Elle a également exprimé que ces points correspondent à son projet de vie, puisqu’elle est productrice et animatrice d’un programme télévisé diffusé par Sun Channel, dans lequel elle met en valeur les avantages touristiques du Venezuela.

—Vous aurez la responsabilité de représenter le Venezuela dans une compétition internationale. Que vous sentez-vous en sachant que vous serez en compétition avec 55 autres femmes du monde entier ?

—J’ai participé à la première édition de Miss Grand Venezuela. Avec beaucoup de fierté et d’amour, j’ai représenté l’État de Guárico et j’ai fait partie du top 10.

Cette fois, c’est beaucoup plus émouvant et beau, car j’ai l’opportunité de représenter mon pays.

Je me sens reconnaissant, fier et responsable d’acquérir cet engagement à apporter de la joie à mon pays avec le titre de ce concours.

—En quoi consiste votre préparation et qui sont vos professeurs ?

—Ma préparation consiste à finir de polir une femme complète et capable de se développer dans tous les aspects. C’est-à-dire qu’elle possède un excellent parcours et une excellente prise de parole en public, qu’elle sait se préparer et qu’elle est toujours prête à tout moment.

J’ai suivi des cours de défilés avec la professeure Kira Padrón, de maquillage et de stylisme avec Will Goite, de pose photo avec Yeyson Rivera et de prise de parole en public avec Jorge Villahermosa. Ils ont pris soin de la partie du corps et de tout ce qui a à voir avec ma performance scénique, tout cela pour obtenir une femme totalement intégrale et capable de s’adapter d’une manière ou d’une autre à tous les scénarios, en se complétant avec sa personnalité et son essence. C’est pourquoi il est si important d’avoir des enseignants spécialisés dans chaque domaine.

À cela, il faut ajouter que j’ai Argenis Gudiño, qui est comme notre père dans tout ce processus.

—Avez-vous parlé à l’une des filles qui rivaliseront avec vous ?

—J’ai seulement eu l’occasion de parler avec Miss Russie. Beaucoup ne parlent pas anglais, mais je sais que nous pourrons très bien communiquer.

Il y a aussi beaucoup de Latinas, même Miss Planet USA est vénézuélienne. Ainsi, je pense que je pourrai avoir une bonne communication et une très bonne relation avec tout le monde.

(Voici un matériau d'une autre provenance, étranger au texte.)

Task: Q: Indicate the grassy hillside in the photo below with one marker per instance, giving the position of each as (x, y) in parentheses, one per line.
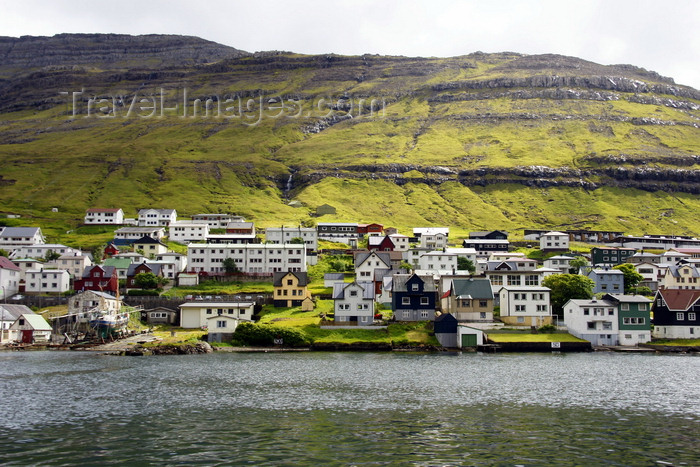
(475, 142)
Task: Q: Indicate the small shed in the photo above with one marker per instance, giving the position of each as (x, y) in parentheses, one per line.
(446, 330)
(469, 337)
(221, 328)
(160, 315)
(186, 278)
(31, 328)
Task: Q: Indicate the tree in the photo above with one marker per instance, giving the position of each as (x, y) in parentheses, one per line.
(52, 255)
(565, 287)
(146, 280)
(576, 264)
(631, 277)
(230, 266)
(465, 264)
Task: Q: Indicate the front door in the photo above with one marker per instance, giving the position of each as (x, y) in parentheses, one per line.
(27, 336)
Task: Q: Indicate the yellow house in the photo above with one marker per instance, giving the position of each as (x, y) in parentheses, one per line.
(290, 288)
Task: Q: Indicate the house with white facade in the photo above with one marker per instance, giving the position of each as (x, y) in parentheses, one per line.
(104, 217)
(682, 276)
(185, 232)
(354, 303)
(40, 251)
(593, 320)
(554, 241)
(216, 221)
(280, 235)
(438, 263)
(215, 316)
(156, 217)
(47, 281)
(12, 238)
(75, 264)
(249, 258)
(559, 262)
(9, 278)
(525, 306)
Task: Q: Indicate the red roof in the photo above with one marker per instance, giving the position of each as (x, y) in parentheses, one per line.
(680, 299)
(7, 264)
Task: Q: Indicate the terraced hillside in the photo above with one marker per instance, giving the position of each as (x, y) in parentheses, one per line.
(479, 141)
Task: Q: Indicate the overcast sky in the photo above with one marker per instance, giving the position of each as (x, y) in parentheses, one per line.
(663, 36)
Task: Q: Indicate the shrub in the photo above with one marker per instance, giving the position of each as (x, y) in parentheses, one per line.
(265, 334)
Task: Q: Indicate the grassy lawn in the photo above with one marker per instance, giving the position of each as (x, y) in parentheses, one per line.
(528, 337)
(677, 342)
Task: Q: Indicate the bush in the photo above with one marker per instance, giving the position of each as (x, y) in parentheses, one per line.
(265, 334)
(141, 293)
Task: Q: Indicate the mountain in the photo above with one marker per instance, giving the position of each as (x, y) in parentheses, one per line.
(480, 141)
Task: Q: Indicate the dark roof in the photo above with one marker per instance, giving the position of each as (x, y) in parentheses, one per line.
(302, 277)
(472, 288)
(7, 264)
(679, 299)
(400, 281)
(339, 289)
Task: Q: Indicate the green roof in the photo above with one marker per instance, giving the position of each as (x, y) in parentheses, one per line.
(119, 263)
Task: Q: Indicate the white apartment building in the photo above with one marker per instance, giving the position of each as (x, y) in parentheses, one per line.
(157, 217)
(47, 281)
(104, 216)
(184, 232)
(249, 258)
(281, 235)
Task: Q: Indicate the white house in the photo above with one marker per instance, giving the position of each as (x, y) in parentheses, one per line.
(15, 237)
(104, 217)
(30, 329)
(156, 217)
(249, 258)
(135, 233)
(354, 303)
(554, 241)
(215, 221)
(47, 281)
(40, 250)
(10, 275)
(525, 306)
(367, 263)
(438, 263)
(400, 242)
(74, 263)
(593, 320)
(197, 314)
(558, 262)
(280, 235)
(185, 232)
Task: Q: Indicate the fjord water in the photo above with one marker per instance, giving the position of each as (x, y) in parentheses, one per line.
(68, 408)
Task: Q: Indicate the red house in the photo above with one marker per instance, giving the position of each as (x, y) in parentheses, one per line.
(370, 229)
(98, 278)
(380, 244)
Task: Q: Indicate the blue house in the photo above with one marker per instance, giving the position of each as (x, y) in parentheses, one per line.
(607, 281)
(413, 297)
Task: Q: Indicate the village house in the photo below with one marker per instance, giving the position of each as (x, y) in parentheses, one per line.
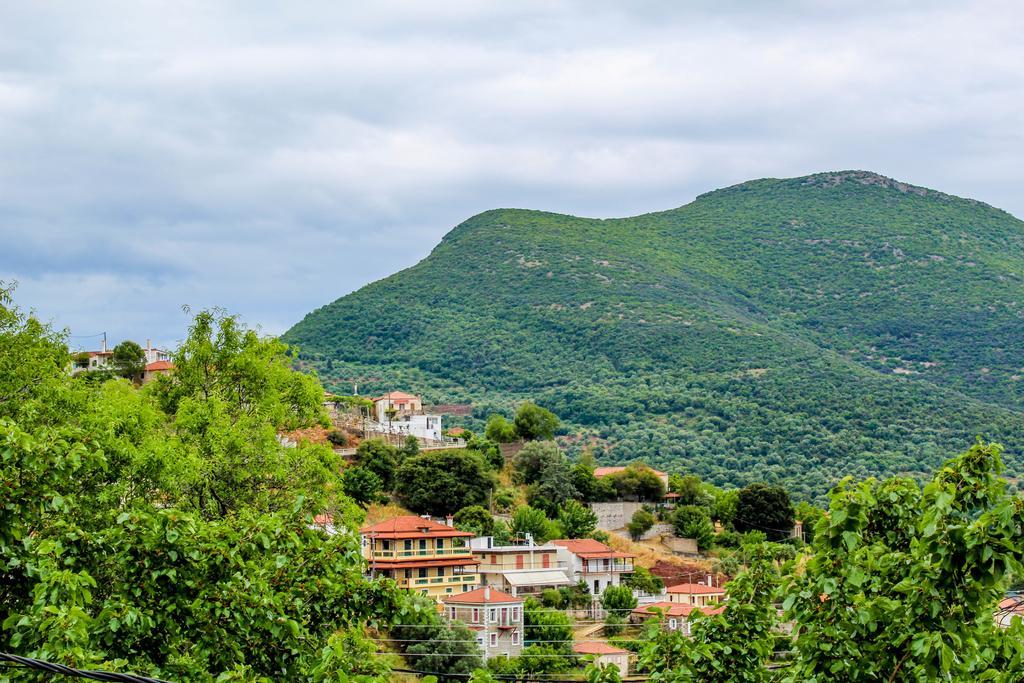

-Quelles sont tes attentes?

—Mes attentes sont avant tout de pouvoir développer et apprendre du concours tous les outils que je peux utiliser dans ma vie, et de pouvoir développer le projet que j’ai.

Le Cambodge est un pays très riche en culture et en spiritualité, il est connu pour avoir des temples assez anciens et très beaux, et cela inclut Angkor Wat, qui apparaît sur le drapeau national.

Le Cambodge est un pays qui veut que les gens sachent ce qui s’est passé il y a de nombreuses années, le plus grand génocide de l’histoire ; Cependant, ses habitants sont très, très aimants.

Le concours a une raison et un sens. Il est avalisé par l’Unicef ​​​​et nous avons la possibilité de travailler avec l’un des mouvements déjà développés avec le calendrier Unicef ​​ou de proposer un nouveau mouvement et de le développer grâce à eux.

Il s’agit d’un nouveau concours, il se développe comme quelque chose de moderne mais en même temps très diplomatique, car nous avons la présence d’entités gouvernementales, comme le ministre de la Défense et la première autorité en matière de tourisme, et en même temps nous avons le plein soutien de l’Unicef.

—Peux-tu nous parler du costume typique ?

— Cela concerne le Venezuela. Je ne peux pas en dire beaucoup plus, car cela gâcherait la surprise (rires).

— Concernant le voyage, quand partez-vous et quand arrivez-vous au Cambodge ?

—Le voyage va durer deux jours et je ferai trois arrêts, je pars le 7 novembre et j’arrive le 9. La finale de Miss Planet International aura lieu le 19 novembre.